My favorite aspect of adventure is the preparation. The physical training as well as figuring out and tweaking the gear, the food, the route gives me a great sense of purpose. I’m a big fan of messing with the status quo. Trying new things keeps me focused on the goal. Big trips always end abruptly; one minute you’re one hundred percent in the moment, the next you’re finished. I find that in the days following a trip I have extra time on my hands, the time I had spent preparing is now open. With that open time comes a loss of a sense of purpose. In order to mitigate this loss of purpose I always have another trip, another adventure on the backburner. Folks who know me know that within days of completing one outing I’ll be sending texts and emails drumming up interest in the next big thing. I’ve also realized that while adventure travel might render a sense of purpose it is not a source of enlightenment.
As I approached the finish line of my first Ironman I fully expected to leave the finish chute a different man. Surely all of this focus, dedication and endurance will yield an epiphany; I will now be given the secret knowledge. Obviously this didn’t happen, instead I retrieved my bike, loaded it on the back of the car and together with my wife drove to a Sonic drive-in where I had a cheeseburger and a shake – not exactly a moment of enlightenment. Still that same old Mike. For years I chased what I called “the one great thing,” do one great thing and then spend the rest of my life basking in the glow of my one big accomplishment. I now know that there is no one great thing. A healthy life is not about reflecting on that one great thing, instead it’s about planning that next great thing. This lack of finish line nirvana can make a big event seem anti-climactic.
One thing that experience has taught me is that nearly all big events are anti-climactic, and I no longer expect trumpets and applause. I remember after finishing my graduate degree I simply walked across campus in the rain to retrieve an envelope handed to me by an indifferent university employee. I opened it up, looked at my diploma and then returned it to the manila envelope and closed the flap. To this day that diploma has remained in that envelope. In the thirty years since I’ve come to accept that few people care about what I do, that there won’t be any medal ceremony, no parade, no Wheaties box; I know what I did and that’s good enough.
Many bikepacking races/events focus on the individual time trial, in other words going solo and accepting no outside help (some strict adherents go so far as to deem a friendly face seen along the route as cheating). This isn’t for me. Adventure, in my world, is all about the shared experience. I’m always self-sufficient on the trail and can take care of myself but I have no lone wolf tendencies. For me it’s all about the camaraderie. Hardship brings out the best (and the worst) in people. If you’ve chosen your partners wisely a big trip will yield stronger friendships.
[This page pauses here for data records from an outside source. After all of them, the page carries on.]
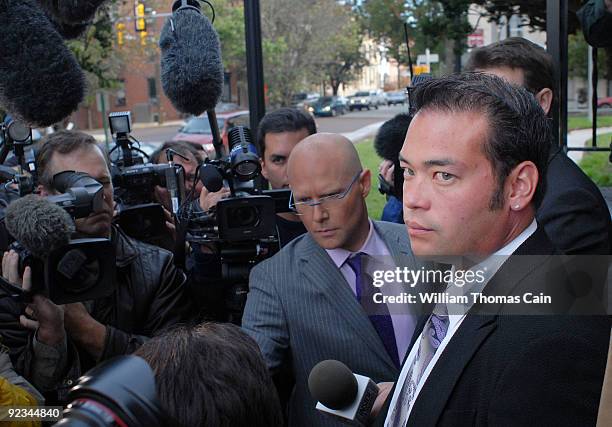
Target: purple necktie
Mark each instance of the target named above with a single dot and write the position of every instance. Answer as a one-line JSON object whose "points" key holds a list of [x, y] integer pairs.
{"points": [[382, 320]]}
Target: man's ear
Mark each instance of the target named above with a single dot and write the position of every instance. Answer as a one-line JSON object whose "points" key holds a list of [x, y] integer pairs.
{"points": [[544, 98], [523, 183]]}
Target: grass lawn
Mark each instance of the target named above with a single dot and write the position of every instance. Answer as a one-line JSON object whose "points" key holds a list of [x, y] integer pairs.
{"points": [[597, 165], [370, 160], [583, 122]]}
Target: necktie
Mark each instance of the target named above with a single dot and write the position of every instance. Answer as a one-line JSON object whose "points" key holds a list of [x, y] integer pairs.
{"points": [[382, 319], [433, 333]]}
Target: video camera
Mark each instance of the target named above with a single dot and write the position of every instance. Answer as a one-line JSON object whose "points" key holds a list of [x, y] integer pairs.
{"points": [[241, 229], [140, 216], [119, 392]]}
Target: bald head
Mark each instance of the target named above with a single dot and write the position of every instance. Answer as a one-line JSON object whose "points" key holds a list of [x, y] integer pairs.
{"points": [[326, 150]]}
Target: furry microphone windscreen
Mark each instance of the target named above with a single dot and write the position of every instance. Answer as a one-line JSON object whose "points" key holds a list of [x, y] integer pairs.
{"points": [[191, 67], [39, 225], [41, 82], [71, 12]]}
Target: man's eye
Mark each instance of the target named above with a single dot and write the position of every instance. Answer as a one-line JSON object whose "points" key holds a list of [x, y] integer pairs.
{"points": [[444, 176], [408, 172]]}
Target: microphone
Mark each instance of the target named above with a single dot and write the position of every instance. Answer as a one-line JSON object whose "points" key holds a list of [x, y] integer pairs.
{"points": [[71, 12], [191, 67], [39, 225], [340, 393], [28, 41], [211, 178]]}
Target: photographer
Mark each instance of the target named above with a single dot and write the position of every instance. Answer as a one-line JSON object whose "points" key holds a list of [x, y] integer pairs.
{"points": [[278, 133], [149, 294]]}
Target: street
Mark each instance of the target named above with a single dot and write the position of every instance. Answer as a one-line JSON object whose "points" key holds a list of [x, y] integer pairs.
{"points": [[347, 123]]}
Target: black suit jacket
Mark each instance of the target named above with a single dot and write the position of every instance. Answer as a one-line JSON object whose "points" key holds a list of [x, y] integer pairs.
{"points": [[517, 370], [573, 211]]}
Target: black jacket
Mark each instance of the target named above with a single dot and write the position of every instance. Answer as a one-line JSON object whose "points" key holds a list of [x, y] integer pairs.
{"points": [[517, 370], [573, 211], [149, 297]]}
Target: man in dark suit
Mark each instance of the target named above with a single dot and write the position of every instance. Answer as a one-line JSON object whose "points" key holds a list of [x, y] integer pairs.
{"points": [[573, 211], [307, 303], [470, 196]]}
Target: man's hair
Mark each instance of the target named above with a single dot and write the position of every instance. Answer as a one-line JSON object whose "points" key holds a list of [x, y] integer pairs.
{"points": [[182, 147], [283, 120], [390, 137], [517, 52], [61, 142], [518, 131], [212, 375]]}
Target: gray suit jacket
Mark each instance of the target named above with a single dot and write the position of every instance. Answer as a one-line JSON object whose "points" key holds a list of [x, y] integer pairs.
{"points": [[300, 309]]}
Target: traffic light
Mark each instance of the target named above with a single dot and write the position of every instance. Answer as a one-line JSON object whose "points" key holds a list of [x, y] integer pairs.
{"points": [[141, 24], [120, 30]]}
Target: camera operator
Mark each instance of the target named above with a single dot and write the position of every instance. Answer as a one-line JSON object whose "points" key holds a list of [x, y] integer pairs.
{"points": [[149, 294], [277, 135], [222, 371]]}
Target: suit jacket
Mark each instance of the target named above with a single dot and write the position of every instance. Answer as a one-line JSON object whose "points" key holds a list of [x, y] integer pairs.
{"points": [[517, 370], [573, 211], [301, 310]]}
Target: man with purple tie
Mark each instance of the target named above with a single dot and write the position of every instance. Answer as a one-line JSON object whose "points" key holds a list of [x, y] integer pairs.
{"points": [[315, 299]]}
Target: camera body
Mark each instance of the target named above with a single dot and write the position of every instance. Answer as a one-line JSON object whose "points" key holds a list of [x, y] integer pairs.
{"points": [[140, 215], [82, 270]]}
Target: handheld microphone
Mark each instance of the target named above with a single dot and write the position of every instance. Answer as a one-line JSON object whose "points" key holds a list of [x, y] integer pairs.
{"points": [[340, 393], [39, 225], [28, 41], [191, 67]]}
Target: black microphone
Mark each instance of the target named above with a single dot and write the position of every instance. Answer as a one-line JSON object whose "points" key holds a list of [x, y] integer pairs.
{"points": [[71, 12], [39, 225], [28, 41], [191, 67], [211, 178], [340, 393]]}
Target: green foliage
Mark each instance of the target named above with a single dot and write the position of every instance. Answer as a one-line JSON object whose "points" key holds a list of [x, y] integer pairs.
{"points": [[370, 160], [597, 165]]}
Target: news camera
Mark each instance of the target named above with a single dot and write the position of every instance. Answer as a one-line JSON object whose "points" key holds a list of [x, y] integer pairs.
{"points": [[240, 229], [135, 179], [120, 391]]}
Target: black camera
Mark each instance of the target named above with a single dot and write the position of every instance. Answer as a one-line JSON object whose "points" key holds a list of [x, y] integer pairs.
{"points": [[119, 392], [140, 216], [82, 270]]}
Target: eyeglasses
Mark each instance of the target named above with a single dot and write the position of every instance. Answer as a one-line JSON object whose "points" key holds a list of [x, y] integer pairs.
{"points": [[305, 206]]}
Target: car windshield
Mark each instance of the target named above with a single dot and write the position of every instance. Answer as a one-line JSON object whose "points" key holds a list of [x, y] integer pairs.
{"points": [[200, 125]]}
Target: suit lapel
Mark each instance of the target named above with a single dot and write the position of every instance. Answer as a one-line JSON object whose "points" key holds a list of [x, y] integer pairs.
{"points": [[436, 391], [321, 271]]}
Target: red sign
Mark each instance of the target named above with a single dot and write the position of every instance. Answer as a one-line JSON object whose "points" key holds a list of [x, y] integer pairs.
{"points": [[476, 39]]}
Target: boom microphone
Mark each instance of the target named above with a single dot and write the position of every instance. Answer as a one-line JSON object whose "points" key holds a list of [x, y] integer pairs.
{"points": [[340, 393], [39, 225], [71, 11], [191, 67], [28, 41]]}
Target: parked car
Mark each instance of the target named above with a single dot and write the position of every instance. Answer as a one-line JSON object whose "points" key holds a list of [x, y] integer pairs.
{"points": [[328, 106], [360, 100], [398, 97], [604, 102], [303, 99], [197, 129]]}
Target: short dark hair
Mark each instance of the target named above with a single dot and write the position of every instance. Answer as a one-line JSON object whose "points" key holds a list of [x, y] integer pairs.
{"points": [[212, 374], [518, 130], [62, 142], [517, 52], [390, 137], [283, 120], [182, 147]]}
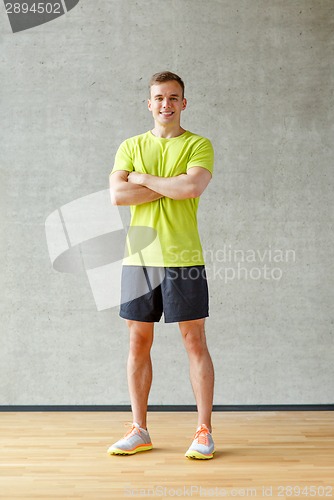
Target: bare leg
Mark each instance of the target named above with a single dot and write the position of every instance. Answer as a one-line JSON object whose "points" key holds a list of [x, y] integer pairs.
{"points": [[201, 368], [139, 368]]}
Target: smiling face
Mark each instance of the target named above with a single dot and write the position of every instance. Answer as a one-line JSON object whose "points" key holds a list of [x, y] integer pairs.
{"points": [[166, 103]]}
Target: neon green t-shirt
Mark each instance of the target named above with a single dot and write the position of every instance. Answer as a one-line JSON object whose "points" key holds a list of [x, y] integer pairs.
{"points": [[164, 232]]}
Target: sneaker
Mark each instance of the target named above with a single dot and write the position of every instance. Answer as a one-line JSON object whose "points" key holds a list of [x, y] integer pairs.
{"points": [[202, 446], [136, 439]]}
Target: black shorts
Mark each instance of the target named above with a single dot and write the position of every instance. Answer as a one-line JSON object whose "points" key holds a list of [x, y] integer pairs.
{"points": [[181, 293]]}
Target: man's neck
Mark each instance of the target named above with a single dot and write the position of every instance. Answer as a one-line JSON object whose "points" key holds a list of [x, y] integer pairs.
{"points": [[167, 132]]}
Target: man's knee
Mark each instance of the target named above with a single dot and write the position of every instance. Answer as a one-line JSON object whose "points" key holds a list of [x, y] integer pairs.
{"points": [[193, 335], [141, 336]]}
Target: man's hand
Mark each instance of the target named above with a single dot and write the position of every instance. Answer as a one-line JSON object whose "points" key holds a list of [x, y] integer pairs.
{"points": [[123, 192]]}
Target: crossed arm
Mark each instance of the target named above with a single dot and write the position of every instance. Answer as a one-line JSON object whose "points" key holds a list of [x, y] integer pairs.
{"points": [[135, 188]]}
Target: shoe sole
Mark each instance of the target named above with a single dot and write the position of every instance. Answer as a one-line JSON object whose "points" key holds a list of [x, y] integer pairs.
{"points": [[119, 451], [198, 456]]}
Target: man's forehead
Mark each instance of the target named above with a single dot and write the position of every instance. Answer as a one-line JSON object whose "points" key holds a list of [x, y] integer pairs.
{"points": [[166, 88]]}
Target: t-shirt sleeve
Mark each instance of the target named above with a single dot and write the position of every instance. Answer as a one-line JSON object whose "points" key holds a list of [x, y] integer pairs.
{"points": [[123, 158], [202, 155]]}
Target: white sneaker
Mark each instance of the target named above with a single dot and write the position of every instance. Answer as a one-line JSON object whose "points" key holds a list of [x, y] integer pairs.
{"points": [[136, 439], [202, 446]]}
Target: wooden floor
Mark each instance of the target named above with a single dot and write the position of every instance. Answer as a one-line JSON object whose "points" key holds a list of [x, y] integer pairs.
{"points": [[258, 454]]}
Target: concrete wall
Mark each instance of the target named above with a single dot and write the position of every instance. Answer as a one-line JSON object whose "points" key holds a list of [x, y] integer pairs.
{"points": [[259, 83]]}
I recently rode the Cross Washington Mountain Bike Race (XWA) with my good friend Mykenna. For seven hundred miles we were always in sync, never a harsh word never a hard feeling. Two days after completion I sent Mykenna a text that simply read: “all I want is to be back on the trail.” He replied with one word: “same.” The sudden disbanding of a “band of brothers/sisters” is for me the one aspect of adventuring that I can’t seem to get used to. On the road/trail you’re in it together.
This level of friendship only comes through the shared experience of discomfort. Modern American society scorns discomfort and thus this type of relationship is either rare or completely absent. I have a wonderful home and I’m always happy to return, but a day or two after the completion of a big trip I feel a sense of loneliness. I’m missing the friendship of the trail. I haven’t been able to cure this one, but I know that the feeling is coming and that helps. It’s better to look back on deep experiences with longing than to never have had them at all.